Working out how to make a large cabriolet like the Maserati GranCabrio both ride and handle is one of an automotive engineer’s tougher jobs. Make the chassis rigid enough for the car to feel like the coupé on which it is based and you’ve probably made it so heavy that there’s precisely no chance of that happening. Go for retention of lightness and the chassis is so flexible that the situation is even worse.
It’s always a compromise and the chances are that a manufacturer goes for softness, both to suit the characteristics of a convertible and to attempt to mask the lack of precision offered by a flexible bodyshell.
Having to remove such a vast area of roof and leave four full seats open to the elements has done Maserati no favours, given that it is ostensibly a performance brand. The same weight that afflicts the GranCabrio’s performance also blunts its potential as a driver’s car.
Nevertheless, Maserati has fitted springs and dampers on the base car that, around town, suggest to the driver that the GranCabrio means business.
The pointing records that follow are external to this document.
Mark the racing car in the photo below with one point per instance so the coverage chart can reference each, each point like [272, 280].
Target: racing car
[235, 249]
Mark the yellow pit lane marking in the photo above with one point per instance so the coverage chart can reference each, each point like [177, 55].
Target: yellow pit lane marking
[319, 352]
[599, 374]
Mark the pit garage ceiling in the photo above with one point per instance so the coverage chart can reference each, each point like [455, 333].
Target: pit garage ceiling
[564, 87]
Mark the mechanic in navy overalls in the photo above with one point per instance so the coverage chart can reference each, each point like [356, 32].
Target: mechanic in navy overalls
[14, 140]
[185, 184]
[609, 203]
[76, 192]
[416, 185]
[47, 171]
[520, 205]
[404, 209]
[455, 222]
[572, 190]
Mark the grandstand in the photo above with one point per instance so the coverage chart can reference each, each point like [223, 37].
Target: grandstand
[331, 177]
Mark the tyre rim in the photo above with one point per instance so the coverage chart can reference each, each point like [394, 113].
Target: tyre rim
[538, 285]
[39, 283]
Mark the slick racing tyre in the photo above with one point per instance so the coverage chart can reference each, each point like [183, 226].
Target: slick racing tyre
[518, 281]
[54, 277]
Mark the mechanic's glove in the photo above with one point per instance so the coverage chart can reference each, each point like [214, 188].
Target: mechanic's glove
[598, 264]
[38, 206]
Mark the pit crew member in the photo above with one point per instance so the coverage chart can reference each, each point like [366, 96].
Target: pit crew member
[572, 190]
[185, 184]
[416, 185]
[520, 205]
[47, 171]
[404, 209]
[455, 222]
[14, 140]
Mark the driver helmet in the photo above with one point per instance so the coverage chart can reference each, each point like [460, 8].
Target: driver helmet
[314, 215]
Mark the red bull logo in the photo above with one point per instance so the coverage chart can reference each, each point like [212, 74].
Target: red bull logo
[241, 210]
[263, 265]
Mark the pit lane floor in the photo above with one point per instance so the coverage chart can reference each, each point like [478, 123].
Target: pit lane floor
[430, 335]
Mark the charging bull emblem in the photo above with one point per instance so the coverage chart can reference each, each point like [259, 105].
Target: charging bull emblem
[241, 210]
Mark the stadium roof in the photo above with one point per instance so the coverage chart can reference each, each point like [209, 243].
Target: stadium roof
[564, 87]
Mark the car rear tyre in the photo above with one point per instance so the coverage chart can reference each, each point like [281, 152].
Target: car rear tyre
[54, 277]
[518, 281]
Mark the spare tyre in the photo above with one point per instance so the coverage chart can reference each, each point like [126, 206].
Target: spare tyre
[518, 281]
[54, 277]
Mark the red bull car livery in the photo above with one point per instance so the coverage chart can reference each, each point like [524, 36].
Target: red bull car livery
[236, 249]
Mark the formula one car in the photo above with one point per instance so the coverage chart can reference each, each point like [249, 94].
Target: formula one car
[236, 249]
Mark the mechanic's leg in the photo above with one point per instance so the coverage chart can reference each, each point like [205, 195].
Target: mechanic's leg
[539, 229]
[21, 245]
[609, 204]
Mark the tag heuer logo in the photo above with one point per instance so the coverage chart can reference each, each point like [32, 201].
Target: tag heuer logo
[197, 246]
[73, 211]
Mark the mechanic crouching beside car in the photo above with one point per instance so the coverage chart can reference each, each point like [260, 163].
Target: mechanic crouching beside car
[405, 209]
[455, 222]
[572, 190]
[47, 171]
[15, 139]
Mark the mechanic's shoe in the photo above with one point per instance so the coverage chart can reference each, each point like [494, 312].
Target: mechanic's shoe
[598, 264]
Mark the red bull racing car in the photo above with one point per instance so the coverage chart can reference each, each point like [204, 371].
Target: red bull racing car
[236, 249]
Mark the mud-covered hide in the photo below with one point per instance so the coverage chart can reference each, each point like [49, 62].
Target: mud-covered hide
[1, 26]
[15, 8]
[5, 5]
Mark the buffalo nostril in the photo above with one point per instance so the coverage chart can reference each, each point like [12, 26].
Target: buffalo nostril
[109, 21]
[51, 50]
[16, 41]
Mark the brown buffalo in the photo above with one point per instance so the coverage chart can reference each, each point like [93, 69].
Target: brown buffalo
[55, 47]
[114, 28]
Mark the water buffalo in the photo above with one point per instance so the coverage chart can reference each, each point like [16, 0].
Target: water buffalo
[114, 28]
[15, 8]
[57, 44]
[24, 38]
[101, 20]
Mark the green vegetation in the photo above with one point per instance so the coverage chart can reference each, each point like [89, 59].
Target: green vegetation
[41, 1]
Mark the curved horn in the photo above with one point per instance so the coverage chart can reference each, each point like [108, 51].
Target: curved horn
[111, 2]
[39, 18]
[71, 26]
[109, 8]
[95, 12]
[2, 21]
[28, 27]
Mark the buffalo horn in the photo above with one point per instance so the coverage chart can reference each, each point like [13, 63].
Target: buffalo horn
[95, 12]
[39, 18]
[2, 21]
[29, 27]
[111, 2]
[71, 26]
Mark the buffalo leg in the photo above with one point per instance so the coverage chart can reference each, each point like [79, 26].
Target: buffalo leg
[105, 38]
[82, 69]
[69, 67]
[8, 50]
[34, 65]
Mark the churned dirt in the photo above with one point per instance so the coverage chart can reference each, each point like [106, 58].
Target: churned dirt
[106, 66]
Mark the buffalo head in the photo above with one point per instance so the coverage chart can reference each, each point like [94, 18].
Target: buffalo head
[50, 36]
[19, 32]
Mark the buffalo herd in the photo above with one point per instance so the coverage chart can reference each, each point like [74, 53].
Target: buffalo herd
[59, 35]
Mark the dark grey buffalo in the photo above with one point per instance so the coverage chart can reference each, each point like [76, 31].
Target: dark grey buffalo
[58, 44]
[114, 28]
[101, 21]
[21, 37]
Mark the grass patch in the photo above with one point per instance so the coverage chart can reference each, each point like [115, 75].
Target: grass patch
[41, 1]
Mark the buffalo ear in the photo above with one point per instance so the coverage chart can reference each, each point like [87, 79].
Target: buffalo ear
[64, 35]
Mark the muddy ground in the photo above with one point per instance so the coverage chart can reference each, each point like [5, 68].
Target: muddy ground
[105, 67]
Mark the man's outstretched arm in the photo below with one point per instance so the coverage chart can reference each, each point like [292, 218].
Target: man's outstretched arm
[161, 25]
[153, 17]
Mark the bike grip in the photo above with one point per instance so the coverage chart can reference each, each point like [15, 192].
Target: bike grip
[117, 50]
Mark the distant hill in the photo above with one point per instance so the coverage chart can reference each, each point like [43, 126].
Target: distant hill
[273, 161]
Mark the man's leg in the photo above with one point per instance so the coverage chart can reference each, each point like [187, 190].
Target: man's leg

There’s a firmness to the car’s demeanour that tells you it is not as soft underneath as it is on top – especially if the two-stage adjustable dampers are placed in Sport mode, where the baseline is firmer still. It’s not actually uncomfortable, but it comes close to being so at times.
However, when you ask a lot of the Maserati’s chassis, such as on challenging roads, you do need to accept some discomfort and keep Sport engaged to ensure sufficient control of the car’s body movements.